Sebuah kendaraan putih beroda empat terparkir di dekat kolam air mancur di tengah halaman rumahku. Aku mengenalinya sebagai mobil Dad.

Kulihat Dad turun dari mobil, diikuti seseorang yang sebaya dengannya. Seorang lelaki muda pun ikut turun bersama mereka. Parasnya membuatku sontak terpaku beberapa saat.

Z? Tidak mungkin. Pasti aku salah lihat.

Aku segera beranjak, hampir berlari saat menuju pintu dan bergegas keluar kamar. Kudengar obrolan antara Mom, Dad, dan dua lelaki itu di bawah.
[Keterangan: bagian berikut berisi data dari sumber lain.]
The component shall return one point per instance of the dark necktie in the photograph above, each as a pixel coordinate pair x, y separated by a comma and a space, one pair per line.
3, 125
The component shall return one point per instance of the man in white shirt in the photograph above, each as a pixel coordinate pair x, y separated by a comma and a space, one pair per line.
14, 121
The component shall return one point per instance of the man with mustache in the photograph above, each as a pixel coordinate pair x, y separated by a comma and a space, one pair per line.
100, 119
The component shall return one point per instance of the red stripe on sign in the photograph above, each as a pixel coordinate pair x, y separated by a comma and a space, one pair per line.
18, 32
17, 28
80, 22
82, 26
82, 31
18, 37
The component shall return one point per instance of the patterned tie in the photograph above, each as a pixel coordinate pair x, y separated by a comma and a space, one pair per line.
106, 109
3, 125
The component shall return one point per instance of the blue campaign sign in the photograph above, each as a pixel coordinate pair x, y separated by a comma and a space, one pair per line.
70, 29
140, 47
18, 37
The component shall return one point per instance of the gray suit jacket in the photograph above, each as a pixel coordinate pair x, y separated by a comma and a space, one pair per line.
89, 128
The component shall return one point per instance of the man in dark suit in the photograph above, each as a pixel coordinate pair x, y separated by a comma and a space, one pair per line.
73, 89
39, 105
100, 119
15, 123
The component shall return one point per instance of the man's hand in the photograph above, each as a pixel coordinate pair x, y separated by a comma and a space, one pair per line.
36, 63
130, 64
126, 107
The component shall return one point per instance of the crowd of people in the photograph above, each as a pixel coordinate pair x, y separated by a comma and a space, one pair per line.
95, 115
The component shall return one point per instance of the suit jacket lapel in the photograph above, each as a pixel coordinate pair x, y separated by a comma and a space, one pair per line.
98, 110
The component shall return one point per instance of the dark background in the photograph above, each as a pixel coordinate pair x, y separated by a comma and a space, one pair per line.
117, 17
Segera kuturuni tangga. Jantungku menggila. Jika benar itu adalah dia, aku harus bersikap bagaimana?

"Nah, itu Kalea!" seru Dad. "Lea, kemarilah!"

Aku berjalan menghampiri mereka. Kuanggukkan kepala dengan sopan.

"Lea, kenalkan ini Zane dan Nathan Zack. Mereka tinggal di Woodstock, Vermont. Nathan adalah teman kuliah Dad dulu, dan Zane ini adalah putra sulungnya."

Z? Aku sungguh tak salah lihat. Itu benar dia! Inisial namanya pun sesuai!

Jantungku makin berdebar kencang. Ingin sekali meninju lelaki itu, tetapi justru malah memaksakan senyuman ramah padanya. "Halo, Zane, Tuan Zack. Senang bertemu kalian."

Tuan Nathan terus memandangiku dengan senyuman ramah tak lepas dari bibirnya. "Ah, panggil saja dengan nama depanku. Ternyata Kalea lebih menawan daripada di foto. Zane, kau sungguh beruntung, bukan?" Ia menoleh ke arah sang putra.

Zane mengulum senyuman ramah dan memesona. "Ya, sepertinya begitu. Hai, Lea."

Tak pernah kukira sesosok iblis bisa memiliki senyuman bak malaikat. Lelaki keparat!

"Beruntung?" Mataku mengerjap menatap Tuan Nathan, mengabaikan senyuman Zane. "Atas dasar apa?"

"Aku dan papamu memiliki kesepakatan dulu. Sayangnya, kami sempat saling kehilangan kontak saat aku pindah bersama keluargaku dan tinggal di Vermont. Untungnya kami bertemu kembali saat reuni."

Aku tersenyum canggung bercampur bingung. "Kesepakatan apa?"

"Perjodohanmu dengan putra sulungku, Zane."

Mungkin di saat inilah yang sesuai dengan gambaran dalam cerita fantasi tentang menghentikan waktu. Yang aku tahu, tubuhku seketika membeku.